Maraknya serangan siber, terutama ransomware, di Indonesia semakin menjadi perhatian serius bagi berbagai sektor, mulai dari perusahaan swasta hingga instansi pemerintah. Serangan pada Pusat Data Nasional (PDN) yang terjadi tahun lalu menunjukkan dampak luas dari serangan siber, yang tidak hanya mengganggu operasional perusahaan tetapi juga mempengaruhi pelayanan publik. Menurut laporan Badan Siber dan Sandi Negara (BSSN), pada tahun 2024 saja terdapat lebih dari 120 juta serangan siber, dengan ransomware menempati posisi sebagai salah satu ancaman terbesar.
Ransomware merupakan perangkat lunak berbahaya yang menginfeksi sistem komputer dan mengenkripsi data di dalamnya, menjadikan data tersebut tidak dapat diakses oleh pemiliknya. Setelah proses enkripsi selesai, pelaku ransomware biasanya akan meminta tebusan untuk mengembalikan akses ke data yang terkunci tersebut. Dengan meningkatnya serangan ransomware, keberadaan strategi perlindungan data yang efisien menjadi sangat penting.
Clara Hsu, Country Manager dari perusahaan manajemen data dan infrastruktur penyimpanan global, Synology, mengemukakan ada tiga elemen utama yang diperlukan untuk melindungi data perusahaan dari serangan ransomware: proteksi yang immutable, back up atau pencadangan offline, dan restorasi yang cepat.
Pertama, proteksi yang immutable merujuk pada data dan back up yang tidak dapat dimodifikasi, diedit, atau dihapus selama periode tertentu, bahkan oleh admin atau penyerang. Pendekatan ini memastikan bahwa data tetap terjaga karena tidak dapat diutak-atik oleh pihak yang tidak berwenang. Ini penting untuk menjamin integritas data di tengah risiko serangan siber yang terus meningkat.
Kedua, pencadangan offline juga menjadi elemen krusial. Pencadangan jenis ini mengacu pada data back up yang tidak dapat diakses melalui jaringan, yang biasanya menjadi saluran masuk bagi malware. Perlindungan pencadangan offline dapat dilakukan dengan beberapa cara, antara lain dengan memblokir akses menggunakan firewall agar hanya alamat IP tertentu yang bisa mengakses data, menonaktifkan port yang tidak perlu, hingga mematikan perangkat keras yang terhubung ke jaringan. Dengan langkah-langkah ini, data cadangan menjadi lebih aman dari potensi serangan ransomware.

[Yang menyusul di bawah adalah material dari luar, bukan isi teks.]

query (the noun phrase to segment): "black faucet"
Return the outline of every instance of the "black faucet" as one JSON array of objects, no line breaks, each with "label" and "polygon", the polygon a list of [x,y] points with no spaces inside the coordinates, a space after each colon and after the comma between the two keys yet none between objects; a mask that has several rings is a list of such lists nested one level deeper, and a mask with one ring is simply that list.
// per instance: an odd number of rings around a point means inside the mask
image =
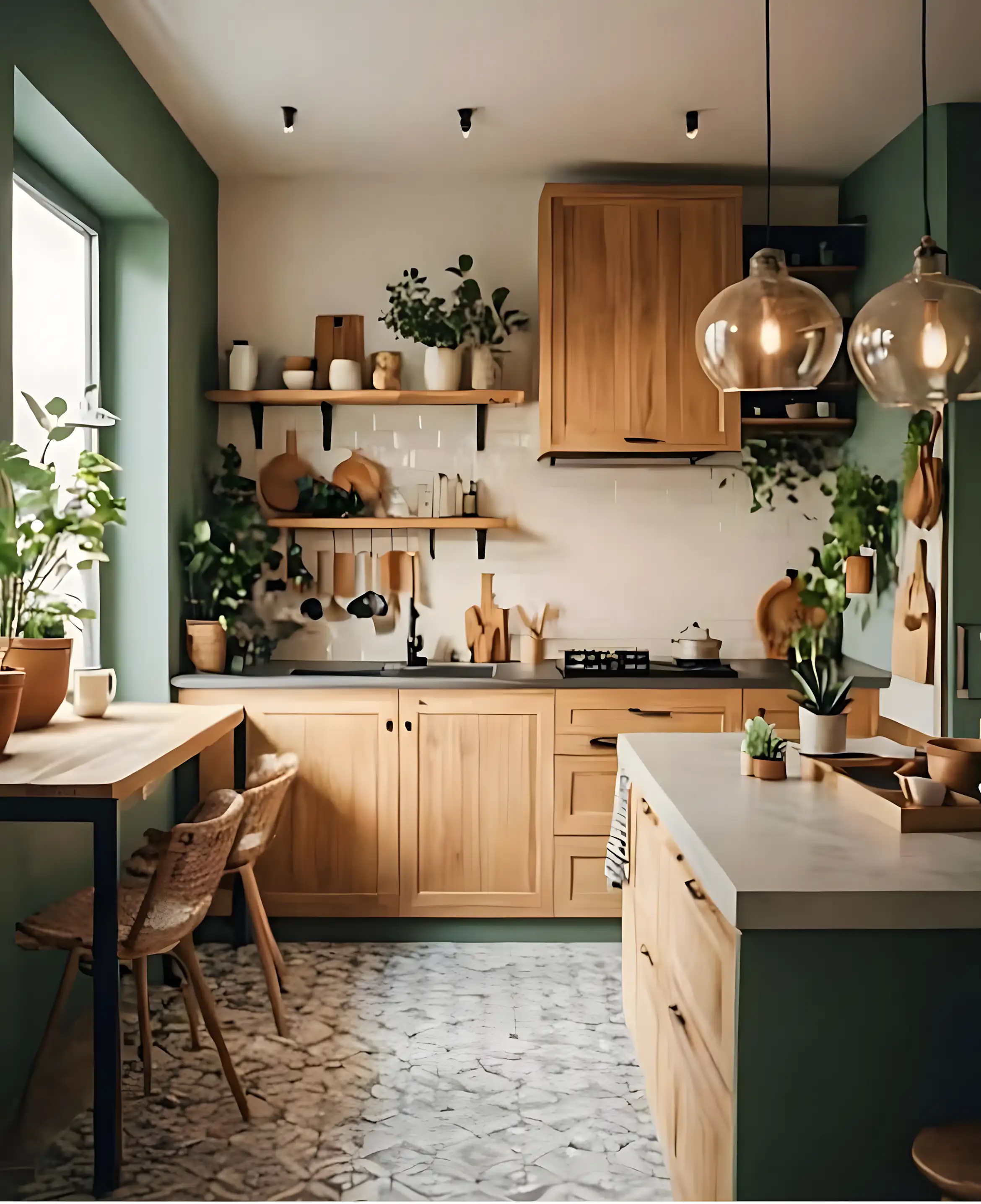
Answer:
[{"label": "black faucet", "polygon": [[419,656],[422,649],[422,636],[416,635],[416,619],[418,619],[419,612],[416,609],[415,597],[409,600],[409,641],[406,642],[407,656],[405,663],[410,668],[416,668],[421,665],[427,663],[425,656]]}]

Ketiga, restorasi yang cepat sangat penting untuk memastikan bahwa data back up dapat segera digunakan saat terjadi serangan. Data cadangan yang tidak dapat diakses dengan cepat akan menjadi tidak berguna ketika dibutuhkan. Mempersiapkan proses pemulihan yang efisien dan cepat menjadi kunci bagi perusahaan agar tetap dapat beroperasi tanpa gangguan saat menghadapi insiden serangan siber.
Dalam upaya menghadapi tantangan perlindungan data dari ransomware, Synology telah meluncurkan solusi terbarunya yang bernama ActiveProtect. Solusi ini mengintegrasikan perangkat lunak backup, server, dan penyimpanan dalam satu sistem yang komprehensif. ActiveProtect mengadopsi ketiga elemen perlindungan yang diperlukan untuk menjaga data dari serangan ransomware.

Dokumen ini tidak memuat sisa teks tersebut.